Catch a nice buzz outside and then put your wallet away. You will have supported the local economy while simultaneously not giving the Monforts a dime. And don’t forget flasks exist.
And for heaven’s sake, don’t buy any merchandise while at the ballpark. This would be like walking up to Charlie Monfort during the game and putting a $100 bill in his G-string. If you have to buy something with the Rockies logo on it, buy it online because that will at least mitigate some of the money heading the Monfort’s way. The best solution is to not purchase anything at all because this is just another area they have excelled in making their record profits that they only see fit to invest back into the hallowed #PartyDeck. But if you must have it, buy it online or better yet, go to a thrift store and look around. That way no money at all goes to Dick and Charlie and you’re also helping the less fortunate.

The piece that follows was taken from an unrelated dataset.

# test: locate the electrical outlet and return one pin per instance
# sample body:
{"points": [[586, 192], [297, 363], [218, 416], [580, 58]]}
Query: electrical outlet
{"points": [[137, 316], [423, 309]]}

I firmly believe that voting is a waste of time, and speaking with your money is the only way to have a voice. And it doesn’t matter if you’re rich or poor, you can have a say with how you decide to spend your money. But sadly, staying away from Coors Field is not putting a dent in the Monforts’s profit margin. Dick and Charlie will never sell the team and will make their money regardless if you’re there or not. But you can still enjoy baseball and support local business by carefully selecting what you will and will not open your coin purse for. And since no one else has decided to stay away from mediocre baseball, this may truly be the only way to send a message the Monforts can decipher. Hit them where they actually make money, and they may just decide the product on the field is more important than the product in the steamer trays.